Les liens entre notre humanité et de nos modèles de (sur)vie tissés par « Simples mortels », roman de Philippe de la Genardière et titre de la dernière création d’Alain Timar, n’est pas un simple catalogue des catastrophes, mais un constat sur nos histoires intimes et collectives dans un monde globalisé.
Des années 80 à nos jours, Alain Timar brosse des portraits féroces de capitalistes consuméristes hédonistes (hédoniste au sens contemporain, à savoir le plaisir égoïste). Dans le no man’s land où se trouvent nos cinq formidables interprètes (Paul Camus en jeune homme sorti de l’adolescence, Yaël Elhadad onirique femme fatale, Nicolas Gèmy en trader, Roland Pichaud en costume pour poursuivre la fête (sic), Claire Ruppli en bourgeoise proche de la crise de nerfs), tout est chaos, poussière et délabrement à l’image de leurs pensées et de leurs corps. Bien qu’en façade, tous soient proprets, la montée du consumérisme et du capitalisme sauvage en a fait des êtres avides du néant.
Ici, la complaisance se réduit au décor apocalyptique. Seul dans un même et unique paysage, chacun trouve sa force pour continuer à avancer. Il faut du courage pour tomber amoureux de la femme en rouge malgré les années SIDA, pour échapper de son bureau et voir s’effondrer les tours du World Trade Center, pour s’apercevoir du vide de son existence et se frayer un chemin dans ce monde globalisant.
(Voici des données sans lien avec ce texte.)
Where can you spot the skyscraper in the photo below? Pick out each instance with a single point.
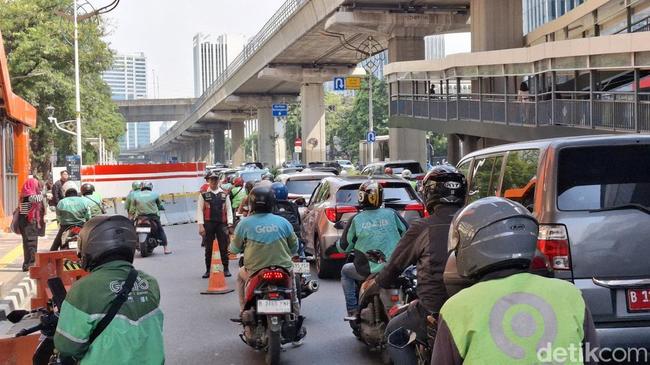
(127, 79)
(212, 55)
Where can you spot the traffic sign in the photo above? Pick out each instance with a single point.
(280, 110)
(371, 137)
(339, 83)
(353, 83)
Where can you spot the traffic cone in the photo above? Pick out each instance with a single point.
(217, 281)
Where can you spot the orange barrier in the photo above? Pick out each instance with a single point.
(48, 265)
(18, 350)
(217, 281)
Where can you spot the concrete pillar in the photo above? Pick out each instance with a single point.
(313, 122)
(237, 132)
(406, 143)
(266, 136)
(218, 146)
(453, 149)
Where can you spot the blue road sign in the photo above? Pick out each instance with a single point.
(280, 110)
(371, 137)
(339, 83)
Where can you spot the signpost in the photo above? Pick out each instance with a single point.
(280, 110)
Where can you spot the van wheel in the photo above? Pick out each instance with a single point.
(325, 269)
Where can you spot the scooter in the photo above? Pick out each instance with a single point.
(145, 229)
(268, 318)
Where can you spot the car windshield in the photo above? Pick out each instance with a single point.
(393, 192)
(603, 177)
(399, 167)
(302, 187)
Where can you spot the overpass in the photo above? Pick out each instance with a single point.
(304, 44)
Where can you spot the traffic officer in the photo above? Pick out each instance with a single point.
(424, 245)
(510, 316)
(214, 216)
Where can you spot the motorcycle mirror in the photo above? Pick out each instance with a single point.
(17, 315)
(401, 337)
Adoptant des postures tragédiennes, le jeu des comédiens déroute et nous met en touche. Il paraît dépassé, voire « ampoulé », mais illustre notre tragédie contemporaine, celle de ne plus savoir donner de sens aux actes et d’être perdus en chemin. La perpétuelle gestuelle finit par étinceler et éclairer la mise en scène. Elle accompagne les mots à leur juste valeur.
Depuis, je ne cesse de penser à ces belles images offertes. Me voilà coquelicot à l’image de l’affiche du spectacle : un être fragile au milieu des décombres de notre société, mais prêt à créer un monde nouveau.
Laurent Bourbousson – www.festivalier.net
« Simples mortels » création 2010 – Alain TIMAR a été joué au Théâtre des Halles, du 8 au 27 juillet, à 14h00.